Reference bias analysis
Reference bias in sequence alignment is the case where reads with non-reference alleles fail to align correctly. As a result, the alignment is skewed toward the genotype of reference genome, which can affect the accuracy of downstream analysis.
Many alignment methods are developed to reduce reference bias. However, there is a lack of methods for analyzing reference bias. Hence, we developed biastools, a framework to measure, categorize, and visualize reference bias.
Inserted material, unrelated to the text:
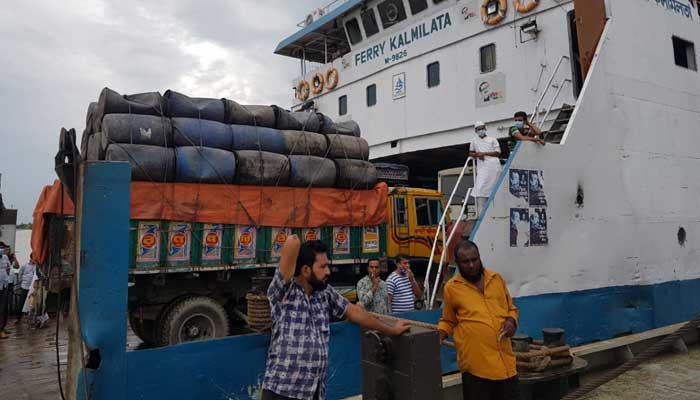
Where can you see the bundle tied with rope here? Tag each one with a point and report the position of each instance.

- biastools paper is published in Genome Biology (2024).
- biastools software is available on GitHub.
I also participated in the impute-first project. In which we used imputation to create a personalized reference genome before to sequence alignment, hence reduce reference bias, and achieve high variant calling accuracy in downstream analysis. I developed the workflow using LevioSAM2 to lift the alignment from personalized genome to a standard genome such as GRCh38 or T2T-CHM13. This workflow is an alternative to graph aligner when using impute-first framework. All the steps are in linear space and easy to operate.
- impute-first software is available on GitHub.
An example bias-by-allele-length plot from biastools with linear genome alignment, VG alignment with 1KGP graph genome, and impute-first workflow with LevioSAM2.

Profiling of adaptive immune receptor repertoire (AIRR)
Adaptive immune receptor repertoire (AIRR) is encoded by T cell receptor (TR) and immunoglobulin (IG) genes. Profiling these germline genes encoding AIRR (abbreviated as gAIRR) is important in understanding adaptive immune responses but is challenging due to the high genetic complexity. We developed gAIRR-suite to profile human TR and IG genes through public available personal phased assemblies and capture-based targeted sequencing genomic DNA.
- gAIRR-suite paper is published in Frontiers in Immunology (2022).
- gAIRR-suite software is available on GitHub.
High-quality human genome assemblies derived from lymphoblastoid cell lines (LCLs) provide reference genomes and pangenomes for genomics studies. However, LCLs pose technical challenges for profiling immunoglobulin (IG) genes, as their IG loci contain a mixture of germline and somatically recombined haplotypes, making genotyping and assembly difficult with widely used frameworks. We developed IGLoo to analyzed the V(D)J recombination events in a LCL-based sequence data. We further reassemble the HPRC IG heavy chain (IGH) locus based on the recombination information. The reassembled IGH locus contains more IG genes and lower overall switching error rate comparing to original HPRC-v1 assemblies.
- IGLoo paper is published in Cell Reports Methods (2025)
- IGLoo software is available on GitHub.